# snake ID



## saintanger (Mar 31, 2013)

found in sydney south west, its very small. has yellow line on either side that extends backwards.

i think its a golden crowned snake but am not sure.


----------



## Echiopsis (Mar 31, 2013)

Some of the worst ID pics ever but it looks more like a Hemiaspis to me. Someone more familiar with the east coast small Elapids will be more likely to pic it from other characters than I can.


----------



## GeckoJosh (Mar 31, 2013)

The species pictured is a Marsh Snake _Hemiaspis signata, _it is a venomous Elapid (but not considered extremely dangerous) that feeds on frogs and skinks, they rarely exceed 50cm.

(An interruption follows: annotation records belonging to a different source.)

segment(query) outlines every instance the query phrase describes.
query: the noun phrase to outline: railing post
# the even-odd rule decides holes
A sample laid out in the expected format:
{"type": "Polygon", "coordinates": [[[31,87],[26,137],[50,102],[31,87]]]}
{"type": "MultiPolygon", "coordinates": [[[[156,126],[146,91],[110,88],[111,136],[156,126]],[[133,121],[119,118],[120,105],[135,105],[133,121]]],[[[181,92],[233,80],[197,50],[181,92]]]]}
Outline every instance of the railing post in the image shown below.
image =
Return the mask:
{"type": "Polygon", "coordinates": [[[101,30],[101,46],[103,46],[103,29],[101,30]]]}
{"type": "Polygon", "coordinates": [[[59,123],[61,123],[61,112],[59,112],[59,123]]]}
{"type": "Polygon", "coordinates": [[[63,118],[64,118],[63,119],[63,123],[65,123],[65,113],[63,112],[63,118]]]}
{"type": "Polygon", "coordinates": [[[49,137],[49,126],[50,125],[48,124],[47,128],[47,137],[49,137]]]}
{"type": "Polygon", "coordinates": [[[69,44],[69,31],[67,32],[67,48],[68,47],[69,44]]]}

The cream marking with a black upper edge starting at the eye and finishing at the nape is a unique characteristic of this species, it also has a 2nd cream stripe along the side of the bottom jaw. The ventral scales (underbelly) are usually dark blue or grey but it some populations they can also be light yellow or salmon pink in colour. the anal scale is divided.

Another species called the White-lipped Snake _Drysdalia caronoides_ is very similar but it has an unbroken cream stripe with a black upper-edge starting at tip of the snout which progresses along the upper lip and extends down to the beginning of the nape. It has cream or pink coloured ventral scales and a single anal scale.


----------



## saintanger (Mar 31, 2013)

thanks heaps, pics can't be to bad if it can still be identified.


----------



## Echiopsis (Mar 31, 2013)

saintanger said:


> thanks heaps, pics can't be to bad if it can still be identified.



:lol: Right.....


----------



## saintanger (Mar 31, 2013)

just for you


----------



## Echiopsis (Mar 31, 2013)

Beautiful, that's the bit we needed to see.


----------



## saintanger (Mar 31, 2013)

lol, hard wen your trying to take pics and your trying to keep your 22 month old from grabbing the tub. will be released down the road at the local bush.


----------



## Bluetongue1 (Apr 1, 2013)

Its other common name is Black-bellied Swamp Snake. If you have a look through the bottom of the container, you will see why. This is in stark contrast to the belly of the White-lipped Snake, with which it can be confused, which is cream to orange or pink. So the number of pale stripes on the face and the colour of the ventrals will help you sort those two out. 

Blue


----------